Downtime for Changing CPU/Memory
On a smaller instance with not much data on it, I changed the machine size while querying the instance. It stayed up for about a minute while, I assume, it brought up a newly sized vm. Then the machine did not return queries for about 2.5 minutes, I assume while syncing, before coming back up.
I might just be wanting a pony here, but it would be outstanding if this didn’t require any downtime. The time when you’re most likely going to care about scaling vertically is when you’re handling a larger amount of queries than usual and hence when downtime is the most painful.

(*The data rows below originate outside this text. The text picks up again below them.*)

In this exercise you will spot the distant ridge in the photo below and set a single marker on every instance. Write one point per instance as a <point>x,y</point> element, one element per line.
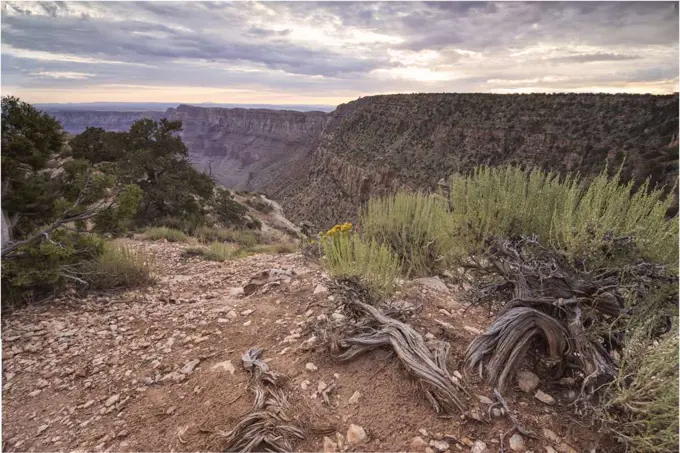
<point>163,106</point>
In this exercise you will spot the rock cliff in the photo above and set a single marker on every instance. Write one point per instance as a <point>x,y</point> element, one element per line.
<point>322,166</point>
<point>76,121</point>
<point>376,144</point>
<point>248,148</point>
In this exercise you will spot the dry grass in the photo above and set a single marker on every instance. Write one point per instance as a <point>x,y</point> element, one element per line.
<point>169,234</point>
<point>119,266</point>
<point>245,238</point>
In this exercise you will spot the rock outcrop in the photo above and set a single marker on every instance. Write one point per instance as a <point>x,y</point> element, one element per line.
<point>76,121</point>
<point>322,166</point>
<point>247,148</point>
<point>376,144</point>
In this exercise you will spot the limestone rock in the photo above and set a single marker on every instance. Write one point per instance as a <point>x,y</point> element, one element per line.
<point>551,435</point>
<point>112,400</point>
<point>320,289</point>
<point>517,443</point>
<point>434,284</point>
<point>188,368</point>
<point>355,434</point>
<point>544,398</point>
<point>329,446</point>
<point>439,445</point>
<point>224,366</point>
<point>527,381</point>
<point>354,399</point>
<point>479,447</point>
<point>418,444</point>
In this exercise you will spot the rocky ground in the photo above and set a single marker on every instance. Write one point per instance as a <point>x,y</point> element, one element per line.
<point>159,369</point>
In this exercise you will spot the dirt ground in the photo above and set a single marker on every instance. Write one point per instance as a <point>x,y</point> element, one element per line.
<point>159,369</point>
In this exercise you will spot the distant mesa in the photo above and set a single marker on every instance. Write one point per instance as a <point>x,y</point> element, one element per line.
<point>321,164</point>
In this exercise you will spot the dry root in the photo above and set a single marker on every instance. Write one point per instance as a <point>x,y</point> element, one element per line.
<point>267,426</point>
<point>367,328</point>
<point>574,313</point>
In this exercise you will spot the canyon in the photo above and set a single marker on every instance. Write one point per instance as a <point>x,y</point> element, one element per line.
<point>323,166</point>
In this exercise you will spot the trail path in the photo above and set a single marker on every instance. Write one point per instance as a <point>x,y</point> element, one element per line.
<point>159,369</point>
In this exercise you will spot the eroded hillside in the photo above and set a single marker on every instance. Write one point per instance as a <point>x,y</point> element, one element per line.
<point>376,144</point>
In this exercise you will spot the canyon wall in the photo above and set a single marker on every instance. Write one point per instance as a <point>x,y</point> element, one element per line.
<point>247,149</point>
<point>76,121</point>
<point>376,144</point>
<point>323,166</point>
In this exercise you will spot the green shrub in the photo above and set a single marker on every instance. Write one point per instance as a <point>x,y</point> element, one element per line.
<point>641,407</point>
<point>347,255</point>
<point>280,248</point>
<point>259,204</point>
<point>46,266</point>
<point>243,237</point>
<point>119,266</point>
<point>416,227</point>
<point>566,213</point>
<point>169,234</point>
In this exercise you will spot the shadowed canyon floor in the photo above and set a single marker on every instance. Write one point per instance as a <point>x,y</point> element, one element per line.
<point>159,369</point>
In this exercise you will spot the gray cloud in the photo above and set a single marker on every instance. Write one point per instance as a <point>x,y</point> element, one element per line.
<point>340,49</point>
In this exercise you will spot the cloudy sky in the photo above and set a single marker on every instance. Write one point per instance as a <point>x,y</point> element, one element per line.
<point>331,52</point>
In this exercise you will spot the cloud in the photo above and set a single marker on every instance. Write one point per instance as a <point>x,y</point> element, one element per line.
<point>335,50</point>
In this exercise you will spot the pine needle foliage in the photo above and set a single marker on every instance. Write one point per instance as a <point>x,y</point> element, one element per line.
<point>415,226</point>
<point>348,255</point>
<point>564,212</point>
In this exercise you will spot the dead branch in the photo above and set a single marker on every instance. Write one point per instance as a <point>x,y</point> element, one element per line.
<point>267,426</point>
<point>513,418</point>
<point>550,300</point>
<point>371,329</point>
<point>64,218</point>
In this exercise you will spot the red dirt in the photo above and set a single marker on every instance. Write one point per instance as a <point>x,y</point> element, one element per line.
<point>90,348</point>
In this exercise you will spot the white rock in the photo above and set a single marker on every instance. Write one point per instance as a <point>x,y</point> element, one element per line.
<point>329,446</point>
<point>439,445</point>
<point>527,381</point>
<point>473,330</point>
<point>320,289</point>
<point>418,444</point>
<point>354,399</point>
<point>484,400</point>
<point>188,368</point>
<point>479,447</point>
<point>224,366</point>
<point>355,434</point>
<point>551,435</point>
<point>433,283</point>
<point>235,292</point>
<point>112,400</point>
<point>173,376</point>
<point>517,443</point>
<point>544,398</point>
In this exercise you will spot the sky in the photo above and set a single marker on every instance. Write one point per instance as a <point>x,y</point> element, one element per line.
<point>331,52</point>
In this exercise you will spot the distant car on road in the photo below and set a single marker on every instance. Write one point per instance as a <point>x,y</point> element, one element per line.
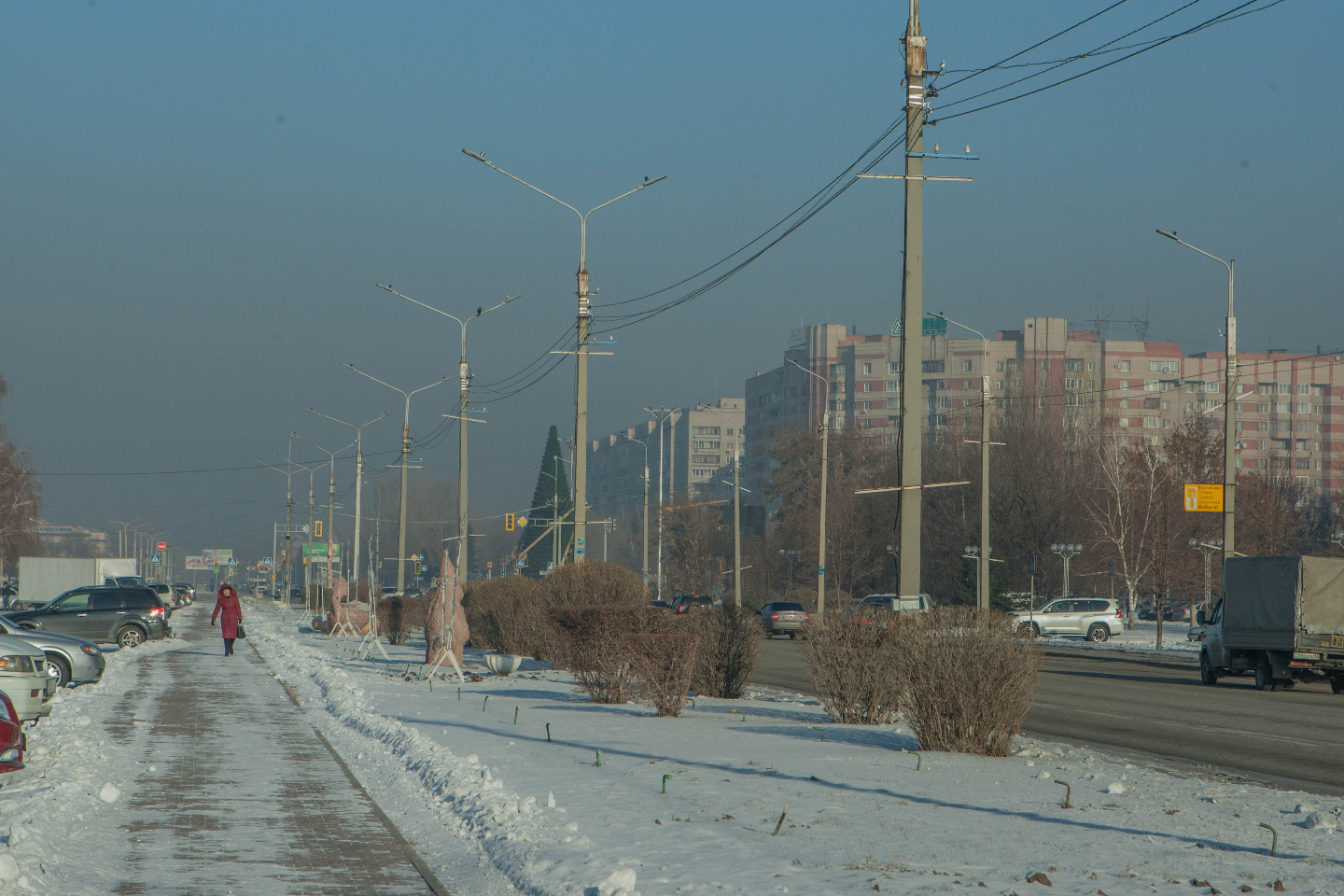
<point>127,617</point>
<point>782,617</point>
<point>1092,618</point>
<point>73,658</point>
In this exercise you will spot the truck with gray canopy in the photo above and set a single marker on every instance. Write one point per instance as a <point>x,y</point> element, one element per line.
<point>1280,618</point>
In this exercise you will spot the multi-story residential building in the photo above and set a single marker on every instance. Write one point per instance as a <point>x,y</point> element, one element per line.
<point>696,452</point>
<point>1075,378</point>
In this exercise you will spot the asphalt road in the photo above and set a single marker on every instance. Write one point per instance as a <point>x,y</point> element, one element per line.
<point>1286,737</point>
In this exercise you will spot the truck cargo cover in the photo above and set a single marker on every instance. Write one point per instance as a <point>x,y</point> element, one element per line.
<point>1323,595</point>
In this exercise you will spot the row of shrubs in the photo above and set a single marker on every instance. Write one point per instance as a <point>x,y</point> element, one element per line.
<point>961,679</point>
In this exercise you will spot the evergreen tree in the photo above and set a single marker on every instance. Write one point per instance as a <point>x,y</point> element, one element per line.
<point>552,496</point>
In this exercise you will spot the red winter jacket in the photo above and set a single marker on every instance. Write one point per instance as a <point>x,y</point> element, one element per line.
<point>230,613</point>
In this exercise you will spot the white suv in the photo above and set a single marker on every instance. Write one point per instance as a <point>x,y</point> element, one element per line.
<point>1092,618</point>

Downtime for Required Maintenance
You cannot control if your instance will go down for maintenance. This means that your application(s) must tolerate some downtime.
At the moment, you may select the day of week and hour of day to restrict maintenance to: e.g. Sunday between 2 - 3 AM local time.

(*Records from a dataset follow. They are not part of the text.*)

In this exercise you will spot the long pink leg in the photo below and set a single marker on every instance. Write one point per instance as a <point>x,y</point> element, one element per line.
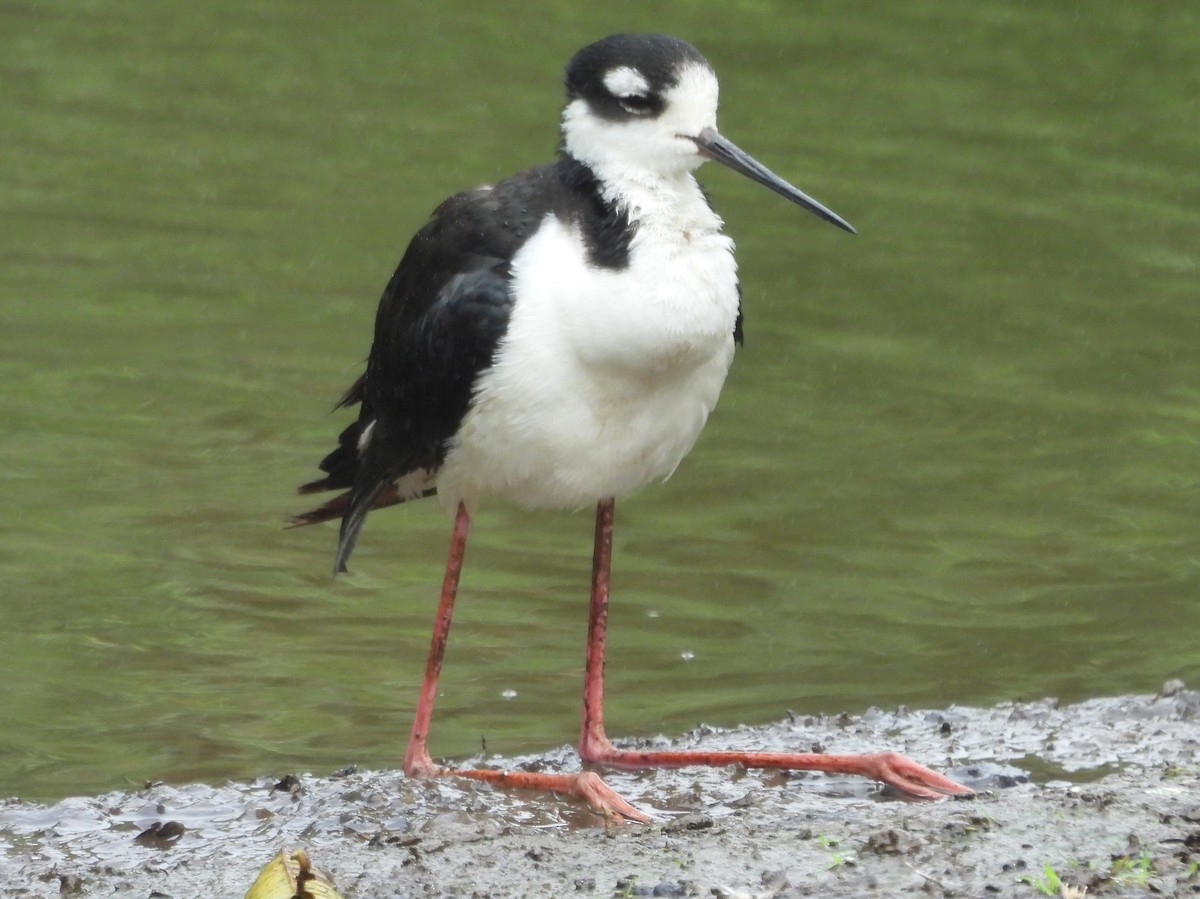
<point>889,768</point>
<point>418,763</point>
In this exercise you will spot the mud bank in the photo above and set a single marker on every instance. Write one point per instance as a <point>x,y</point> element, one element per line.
<point>1103,795</point>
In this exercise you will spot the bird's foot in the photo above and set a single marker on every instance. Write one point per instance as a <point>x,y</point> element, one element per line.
<point>586,785</point>
<point>891,768</point>
<point>916,780</point>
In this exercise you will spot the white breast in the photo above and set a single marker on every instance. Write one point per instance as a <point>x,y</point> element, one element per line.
<point>605,377</point>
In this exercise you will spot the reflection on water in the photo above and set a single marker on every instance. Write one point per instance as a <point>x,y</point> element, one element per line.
<point>955,460</point>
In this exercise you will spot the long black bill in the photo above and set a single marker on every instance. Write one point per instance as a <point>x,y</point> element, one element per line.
<point>714,147</point>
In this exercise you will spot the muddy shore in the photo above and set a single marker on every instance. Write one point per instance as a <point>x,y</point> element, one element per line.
<point>1103,795</point>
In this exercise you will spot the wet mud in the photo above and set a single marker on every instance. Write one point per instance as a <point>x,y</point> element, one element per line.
<point>1103,795</point>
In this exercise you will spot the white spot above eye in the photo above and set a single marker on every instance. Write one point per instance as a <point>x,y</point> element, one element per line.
<point>623,82</point>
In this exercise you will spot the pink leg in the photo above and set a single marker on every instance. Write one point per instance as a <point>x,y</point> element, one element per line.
<point>418,763</point>
<point>889,768</point>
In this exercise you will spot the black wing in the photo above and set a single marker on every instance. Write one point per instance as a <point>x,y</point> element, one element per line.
<point>438,327</point>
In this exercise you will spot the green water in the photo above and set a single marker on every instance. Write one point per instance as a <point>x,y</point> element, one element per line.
<point>957,461</point>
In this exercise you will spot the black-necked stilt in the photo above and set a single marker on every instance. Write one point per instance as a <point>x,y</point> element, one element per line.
<point>559,339</point>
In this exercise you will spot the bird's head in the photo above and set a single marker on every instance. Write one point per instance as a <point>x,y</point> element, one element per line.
<point>645,105</point>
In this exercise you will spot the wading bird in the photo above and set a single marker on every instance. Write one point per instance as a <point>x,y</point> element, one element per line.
<point>559,339</point>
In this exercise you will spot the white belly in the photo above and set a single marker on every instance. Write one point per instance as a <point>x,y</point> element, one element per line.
<point>604,378</point>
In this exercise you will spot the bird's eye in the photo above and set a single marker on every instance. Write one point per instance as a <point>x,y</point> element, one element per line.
<point>636,103</point>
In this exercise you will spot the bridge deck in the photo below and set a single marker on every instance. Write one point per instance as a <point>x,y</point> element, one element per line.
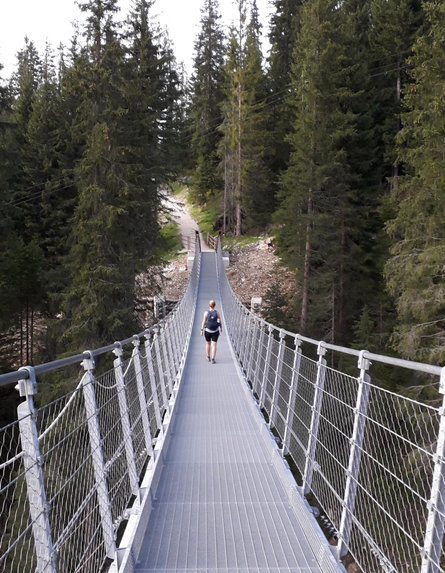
<point>220,504</point>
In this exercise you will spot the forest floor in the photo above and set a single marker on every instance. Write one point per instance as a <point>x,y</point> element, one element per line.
<point>253,268</point>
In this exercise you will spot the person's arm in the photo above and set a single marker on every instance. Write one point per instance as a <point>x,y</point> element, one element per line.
<point>203,323</point>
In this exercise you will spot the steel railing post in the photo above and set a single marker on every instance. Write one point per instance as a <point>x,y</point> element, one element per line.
<point>33,463</point>
<point>292,395</point>
<point>161,374</point>
<point>100,476</point>
<point>352,473</point>
<point>433,542</point>
<point>256,376</point>
<point>127,433</point>
<point>142,396</point>
<point>250,361</point>
<point>315,420</point>
<point>168,374</point>
<point>266,364</point>
<point>152,377</point>
<point>246,333</point>
<point>277,380</point>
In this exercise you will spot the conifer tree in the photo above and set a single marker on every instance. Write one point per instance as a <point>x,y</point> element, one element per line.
<point>206,104</point>
<point>257,197</point>
<point>416,271</point>
<point>99,300</point>
<point>283,35</point>
<point>394,24</point>
<point>244,144</point>
<point>315,187</point>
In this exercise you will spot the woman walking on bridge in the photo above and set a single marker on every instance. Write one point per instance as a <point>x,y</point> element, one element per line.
<point>211,329</point>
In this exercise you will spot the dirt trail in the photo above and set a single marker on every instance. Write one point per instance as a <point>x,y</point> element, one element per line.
<point>186,224</point>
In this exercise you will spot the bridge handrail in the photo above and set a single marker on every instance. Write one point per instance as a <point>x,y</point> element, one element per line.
<point>71,470</point>
<point>373,460</point>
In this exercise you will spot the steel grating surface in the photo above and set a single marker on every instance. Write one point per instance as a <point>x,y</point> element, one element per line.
<point>220,504</point>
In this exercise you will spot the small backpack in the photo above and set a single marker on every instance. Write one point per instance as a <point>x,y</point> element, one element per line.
<point>212,320</point>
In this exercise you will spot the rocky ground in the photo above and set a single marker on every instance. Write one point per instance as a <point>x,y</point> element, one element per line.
<point>252,270</point>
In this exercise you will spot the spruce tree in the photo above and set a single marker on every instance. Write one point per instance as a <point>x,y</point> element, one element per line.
<point>283,35</point>
<point>416,272</point>
<point>257,197</point>
<point>248,195</point>
<point>99,300</point>
<point>206,103</point>
<point>393,26</point>
<point>312,216</point>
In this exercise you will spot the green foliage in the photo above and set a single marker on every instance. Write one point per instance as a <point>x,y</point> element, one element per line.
<point>277,309</point>
<point>415,272</point>
<point>169,241</point>
<point>206,99</point>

For many reasons you should write your applications to be tolerant of downtime. Queueing writes while fanning out reads is a really good scaling/tolerance strategy.
But if your application was not constructed this way, GCP hosted SQL may not be a good fit for you.
Slightly Broken Web UI
A couple bits of their Web UI was broken when I tested.
The “Download server-ca.pem” link would download an empty file. The only way to download the cert was to first create a client key and download it from that popup.
The menu item “Access Control -> Users” would yield “Failed to load”. It’s not possible to see the users on the SQL box via the Web UI.
This is the sort of thing might be obnoxious if you’re not skilled at using their API or CLI.
The pros of GCP Hosted SQL are pretty impressive and the cons can hurt if you’re not prepared.
If you do not have sophisticated replication needs, this 2nd generation beta makes managing SQL easy. But this just won’t work for non-trivial topologies.